Kheema Masala goes Lean

Kheema Masala is a quintessential Mumbai styled dish. It consists of minced meat made into a juicy gravy with onions tomatoes and peas. I love adding peas into this recipe as it gives a sweet pop to the otherwise spicy dish. This dish is served with pao (bread) . The word Keema/ Kheema is derived from the Turkish word kiyma, which means minced meat.  Kheema masala is India’s chilli con carne, although with a different spice mix.

Mumbai is famous for its Kheema variations which would include kheema pao (the gravy served with bread), kheema ghotala (same gravy with an egg added to it) and kheema cutlets (minced meat patties which have milder spices compared to its gravy counterpart). The original kheema masala is made with a lot of oil and spices along with full fat meat. This gives it the rich flavoring but is not always favored by our systems 😛 So when I started craving kheema masala in USA I had to develop my low-fat leaner version of it which would mean I could cook it repeatedly without the guilt of overindulging myself.

Here instead of the minced red meat, I opted for Turkey Mince which was 93% lean and consisted just 7% fat. The spices were also toned down a bit but eventually it turned out to be a great and juicy version of the Mumbai Kheema Masala which is now a part of my regular meals. Also, while serving this, instead of the white bread I made fresh rotis at home along with raita (chopped veggies with yogurt) which added to the protein value of the meal.

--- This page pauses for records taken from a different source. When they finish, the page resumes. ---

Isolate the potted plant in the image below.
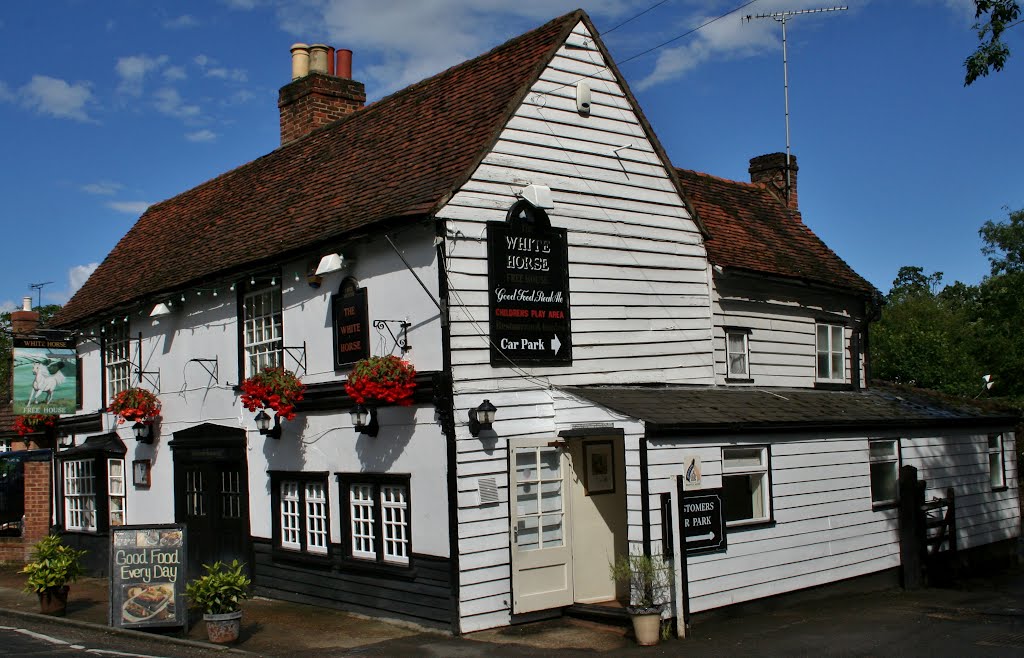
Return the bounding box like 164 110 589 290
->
345 354 416 406
240 366 306 421
12 413 57 436
610 554 668 647
106 387 161 425
185 560 252 644
19 534 85 615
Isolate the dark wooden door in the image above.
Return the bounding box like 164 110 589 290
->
174 448 250 577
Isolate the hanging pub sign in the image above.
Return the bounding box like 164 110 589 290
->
12 336 78 415
111 524 188 628
487 202 572 365
331 288 370 370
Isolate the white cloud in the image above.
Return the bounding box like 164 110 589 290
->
206 67 249 82
81 180 124 196
18 76 94 122
185 129 217 141
164 13 199 30
164 67 188 81
153 87 202 119
114 54 168 96
68 263 99 299
106 201 153 216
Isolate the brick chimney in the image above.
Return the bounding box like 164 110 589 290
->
749 153 800 210
278 43 367 144
10 297 39 334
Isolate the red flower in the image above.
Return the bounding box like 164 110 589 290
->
106 388 162 425
241 367 306 421
345 354 416 406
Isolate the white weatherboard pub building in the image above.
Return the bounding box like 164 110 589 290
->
54 11 1020 631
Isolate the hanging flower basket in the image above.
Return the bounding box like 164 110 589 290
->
106 388 161 425
345 354 416 406
241 367 306 421
12 413 57 436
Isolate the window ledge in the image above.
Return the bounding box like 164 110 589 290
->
270 546 334 569
725 519 775 532
338 558 416 580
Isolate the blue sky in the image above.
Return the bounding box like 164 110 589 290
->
0 0 1024 308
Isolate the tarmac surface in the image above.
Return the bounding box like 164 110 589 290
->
0 565 1024 658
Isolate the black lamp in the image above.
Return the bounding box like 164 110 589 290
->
469 400 498 436
256 409 281 439
349 404 381 436
131 421 153 443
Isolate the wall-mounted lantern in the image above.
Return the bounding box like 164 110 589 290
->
469 400 498 436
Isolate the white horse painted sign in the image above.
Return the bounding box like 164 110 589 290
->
13 338 78 414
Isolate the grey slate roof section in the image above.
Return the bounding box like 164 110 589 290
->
565 386 1019 436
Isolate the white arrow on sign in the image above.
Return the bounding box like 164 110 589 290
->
686 532 715 541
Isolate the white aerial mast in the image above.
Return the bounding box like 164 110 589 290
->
745 7 848 199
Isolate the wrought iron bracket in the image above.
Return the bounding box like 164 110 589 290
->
135 369 160 393
188 357 220 384
374 320 413 354
281 341 306 377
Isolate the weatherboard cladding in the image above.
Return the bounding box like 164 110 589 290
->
676 169 874 295
54 10 585 326
565 386 1017 434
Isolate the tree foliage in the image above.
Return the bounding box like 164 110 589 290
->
870 210 1024 398
964 0 1021 87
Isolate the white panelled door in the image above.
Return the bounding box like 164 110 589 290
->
511 439 572 614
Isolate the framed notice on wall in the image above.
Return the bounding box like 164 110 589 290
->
331 288 370 370
487 221 572 365
110 524 188 628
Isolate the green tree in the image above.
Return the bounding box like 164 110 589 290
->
964 0 1021 87
0 304 60 404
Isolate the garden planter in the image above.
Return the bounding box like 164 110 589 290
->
37 585 71 616
630 611 662 647
203 610 242 645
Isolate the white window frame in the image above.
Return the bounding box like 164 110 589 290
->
987 434 1007 491
722 445 772 528
275 474 331 556
867 439 903 509
106 457 128 527
242 283 285 378
814 322 846 382
725 328 751 380
61 458 96 532
339 475 413 567
103 320 131 400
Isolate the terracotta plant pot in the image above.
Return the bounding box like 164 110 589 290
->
203 610 242 645
630 612 662 647
36 585 71 616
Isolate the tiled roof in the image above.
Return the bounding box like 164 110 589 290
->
566 386 1019 434
676 169 874 295
53 10 593 326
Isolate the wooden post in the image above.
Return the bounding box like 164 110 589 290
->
899 466 923 589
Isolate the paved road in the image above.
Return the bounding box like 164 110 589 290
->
0 612 225 658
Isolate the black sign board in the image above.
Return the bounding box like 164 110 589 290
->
331 288 370 370
679 487 727 555
487 222 572 365
111 525 188 628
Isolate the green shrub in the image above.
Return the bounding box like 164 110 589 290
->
185 560 252 615
19 534 86 593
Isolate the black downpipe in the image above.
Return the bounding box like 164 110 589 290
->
640 436 650 557
434 220 461 635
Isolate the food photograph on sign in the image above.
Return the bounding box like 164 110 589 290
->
121 582 176 623
13 339 78 415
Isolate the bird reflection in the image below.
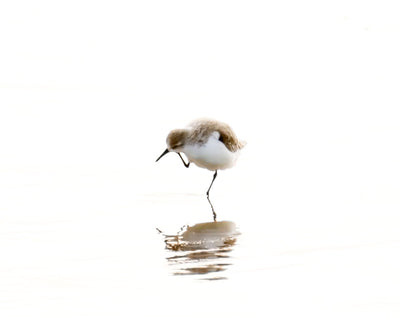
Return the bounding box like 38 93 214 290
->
160 221 239 280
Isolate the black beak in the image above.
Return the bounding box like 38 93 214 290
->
156 149 169 162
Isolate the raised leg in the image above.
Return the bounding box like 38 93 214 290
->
206 170 217 198
177 152 190 168
206 170 217 222
207 196 217 222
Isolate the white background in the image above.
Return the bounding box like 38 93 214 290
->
0 0 400 317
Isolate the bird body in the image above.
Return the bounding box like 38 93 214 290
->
156 119 245 221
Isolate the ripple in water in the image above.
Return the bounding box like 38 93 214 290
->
160 221 240 280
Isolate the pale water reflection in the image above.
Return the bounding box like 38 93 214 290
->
160 221 240 280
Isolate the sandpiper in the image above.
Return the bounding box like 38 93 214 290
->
156 119 245 221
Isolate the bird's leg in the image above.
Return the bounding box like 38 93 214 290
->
207 170 217 222
206 170 217 198
177 152 190 168
207 196 217 222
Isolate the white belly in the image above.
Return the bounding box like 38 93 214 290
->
182 138 239 171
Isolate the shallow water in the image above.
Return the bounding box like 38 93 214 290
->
0 0 400 318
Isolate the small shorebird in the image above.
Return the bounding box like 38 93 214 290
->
156 119 245 221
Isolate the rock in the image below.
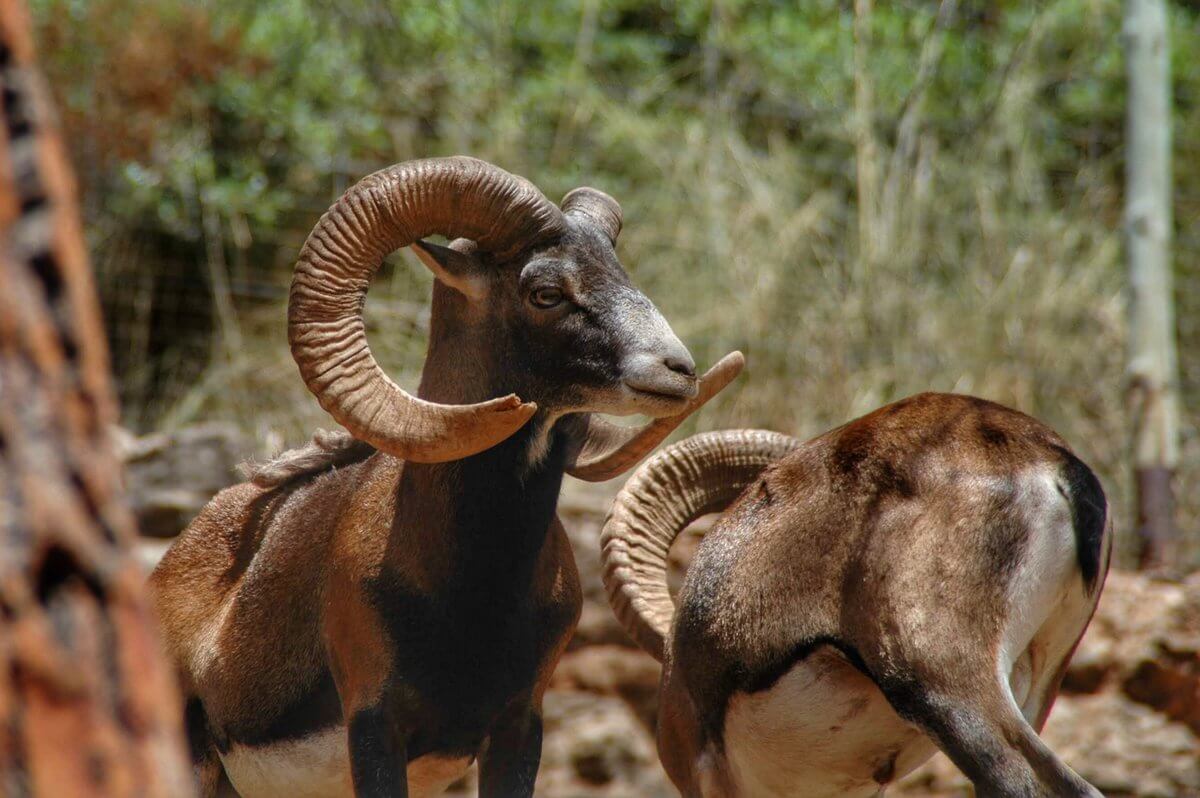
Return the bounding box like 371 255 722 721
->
888 692 1200 798
538 690 674 798
1063 571 1200 734
550 646 661 734
116 424 247 538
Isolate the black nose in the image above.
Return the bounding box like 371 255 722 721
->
662 355 696 377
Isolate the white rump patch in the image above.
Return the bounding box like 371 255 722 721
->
725 647 937 798
221 726 470 798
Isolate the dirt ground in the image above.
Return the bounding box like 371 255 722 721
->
128 430 1200 798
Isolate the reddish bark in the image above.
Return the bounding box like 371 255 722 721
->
0 0 192 798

Here is the recipe for this, along with a picture of the final result –


  • Turkey Mince – 1 and ½ cups
  • 1 and ½ teaspoon ginger garlic paste
  • 4 garlic pods
  • 1 whole onion chopped
  • 2 medium tomatoes chopped
  • 1 teaspoon tomato paste
  • 2 teaspoons mutton masala (recipe coming out soon 🙂 ) 
  • ½ teaspoon chilli powder
  • Salt to taste
  • 2 teaspoons olive oil
  • a small bunch of finely chopped coriander leaves for garnish
  • 1/4 teaspoon of garam masala (recipe coming out soon 🙂 )


  1. Prepare the turkey for cooking – add a teaspoon of the ginger garlic paste to the turkey mince and mix it up and let it settle it till you prepare the other ingredients
  2. In a deep pan heat oil and saute sliced garlic till almost fried but not burnt.
  3. Add in chopped onions and saute them till translucent
  4. Add the chopped potatoes and cover the pan till the potatoes are tender and cooked. You may have to stir the potatoes in between to avoid them from sticking to the pan.
  5. Add in the tomatoes at this stage and stir up the mixture. Let it all cook at medium heat till mushy.
  6. Once cooked, add the tomato paste, mutton masala, chilli powder and salt and stir the whole mixture till well blended.
  7. Cover and cook for about a minute or two to let the spices blend in well.
  8. Add the frozen peas and turkey and mix it well together.
  9. Cover and let the mixture cook for around 8 mins on medium heat or till the turkey is tender and well cooked.
  10. You wont need to add water as the mixture will gradually turn juicy. However if you feel like the mixture is drying out, add in some water (around ¼ of a cup). (PS – the mixture drying out would be a sign of over-cooking the turkey so be careful!) 
  11. Once the turkey is cooked through, taste and adjust the salt and top the kheema with the garam masala. Stir it in and turn off the heat.
  12. Top off the kheema with finely chopped coriander.


Serving Tips

  • You can serve this with soft buttered bread to create the Mumbai style “Kheema Pao”
  • I served this with rotis and salad for a wholesome protein rich meal
  • Stuff the leftovers in a paratha for more awesomeness 🙂

Do try this out and let me know if you guys would love to have a look into how to make the basic healthy Indian Roti/ Chapati and Raita to go along with any meals. Bon Appetit!